Rajon Rondo says he feels fine — as fine as a person recovering from major knee surgery can feel, anyway.
The famously impatient Boston Celtics point guard is exhibiting some unusual restraint, however, as he slowly works his way back into game shape. He hasn’t kicked up a fuss about being limited to playing in five-minute increments in his first two games back, and he is heeding his doctors’ orders for pregame and postgame treatment.
Rondo would love to ditch the bulky knee brace that he believes hinders some of his lower-body movement. But he won’t.
“I want to throw it away, but I have to wear it right now,” Rondo said, according to Steve Bulpett of the Boston Herald. “The rest of this season, I’ll play with the brace — just precaution. I don’t necessarily think I need it, but I think it helps me mentally when I’m out there. If I make a certain cut or move, [it provides] a little bit more stability.”
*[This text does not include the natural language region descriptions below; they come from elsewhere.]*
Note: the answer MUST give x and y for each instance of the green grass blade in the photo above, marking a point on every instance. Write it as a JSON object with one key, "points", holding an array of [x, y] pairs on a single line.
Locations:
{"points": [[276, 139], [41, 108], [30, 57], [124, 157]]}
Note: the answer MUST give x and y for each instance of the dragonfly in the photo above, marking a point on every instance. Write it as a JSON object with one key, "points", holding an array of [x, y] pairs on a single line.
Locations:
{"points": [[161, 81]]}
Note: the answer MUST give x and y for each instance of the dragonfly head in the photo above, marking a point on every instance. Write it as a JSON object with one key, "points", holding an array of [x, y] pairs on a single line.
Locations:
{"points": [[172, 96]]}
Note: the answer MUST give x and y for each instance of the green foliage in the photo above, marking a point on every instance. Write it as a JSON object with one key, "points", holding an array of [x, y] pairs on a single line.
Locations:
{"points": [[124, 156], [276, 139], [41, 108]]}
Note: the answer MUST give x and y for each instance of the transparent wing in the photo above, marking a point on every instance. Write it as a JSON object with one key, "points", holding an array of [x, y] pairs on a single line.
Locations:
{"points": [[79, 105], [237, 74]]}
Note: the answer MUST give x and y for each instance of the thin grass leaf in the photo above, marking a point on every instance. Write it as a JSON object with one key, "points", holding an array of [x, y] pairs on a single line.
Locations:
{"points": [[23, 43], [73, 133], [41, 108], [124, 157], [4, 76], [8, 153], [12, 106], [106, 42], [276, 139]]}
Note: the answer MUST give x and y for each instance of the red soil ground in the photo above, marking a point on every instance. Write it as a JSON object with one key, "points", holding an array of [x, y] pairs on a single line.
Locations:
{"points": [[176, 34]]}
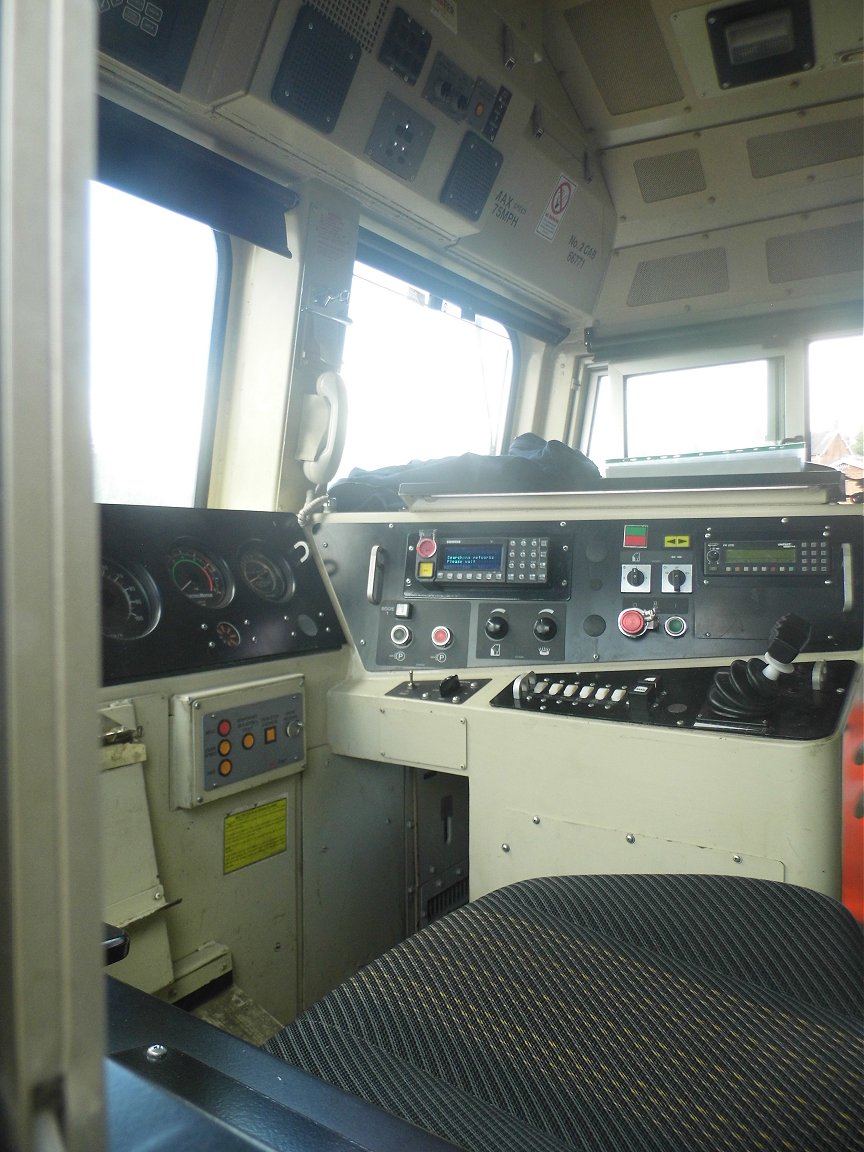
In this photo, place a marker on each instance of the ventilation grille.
(360, 19)
(680, 278)
(471, 176)
(675, 174)
(317, 70)
(444, 902)
(621, 44)
(805, 148)
(818, 252)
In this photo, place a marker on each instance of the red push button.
(631, 622)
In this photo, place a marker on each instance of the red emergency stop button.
(631, 622)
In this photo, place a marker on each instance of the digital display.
(760, 555)
(476, 558)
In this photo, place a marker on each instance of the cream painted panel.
(732, 795)
(543, 844)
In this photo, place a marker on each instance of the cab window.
(152, 292)
(424, 378)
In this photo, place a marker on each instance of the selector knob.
(497, 627)
(441, 636)
(545, 628)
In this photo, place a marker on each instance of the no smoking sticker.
(558, 204)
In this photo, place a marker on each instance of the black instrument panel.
(189, 589)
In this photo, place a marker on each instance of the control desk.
(646, 585)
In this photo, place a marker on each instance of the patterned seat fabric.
(650, 1013)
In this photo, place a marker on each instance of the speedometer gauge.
(201, 577)
(130, 601)
(268, 576)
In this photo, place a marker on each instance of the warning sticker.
(558, 204)
(255, 834)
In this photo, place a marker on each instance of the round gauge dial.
(202, 578)
(129, 601)
(268, 576)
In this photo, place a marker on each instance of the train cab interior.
(432, 464)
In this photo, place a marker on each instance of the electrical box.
(232, 740)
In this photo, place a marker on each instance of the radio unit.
(480, 560)
(767, 558)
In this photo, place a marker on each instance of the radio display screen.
(474, 558)
(760, 555)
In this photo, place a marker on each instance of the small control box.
(235, 739)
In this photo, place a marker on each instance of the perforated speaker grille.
(361, 19)
(818, 252)
(621, 44)
(674, 174)
(805, 148)
(680, 278)
(471, 176)
(317, 70)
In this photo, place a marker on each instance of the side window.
(423, 379)
(836, 416)
(152, 293)
(674, 411)
(698, 409)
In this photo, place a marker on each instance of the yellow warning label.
(255, 834)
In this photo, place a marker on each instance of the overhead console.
(192, 589)
(643, 588)
(442, 110)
Although his injury was far less severe, Celtics big man Jared Sullinger threw away a protective glove that covered his bruised left hand after just two games earlier this season. Sullinger’s philosophy was that the pain was the same either way, so he didn’t want to be restricted.
Rondo’s predicament is more complicated, of course. The brace helps stabilize the knee joint while the surgically reconstructed ligament heels and Rondo can get back into playing shape. If Rondo did toss the brace to the side in the middle of play, Celtics coach Brad Stevens likely would call an immediate timeout to make his point guard put it back on.
For now, Rondo is taking the long view over the short-term gain. It’s an approach that fits in well with the Celtics’ larger organizational approach to this season.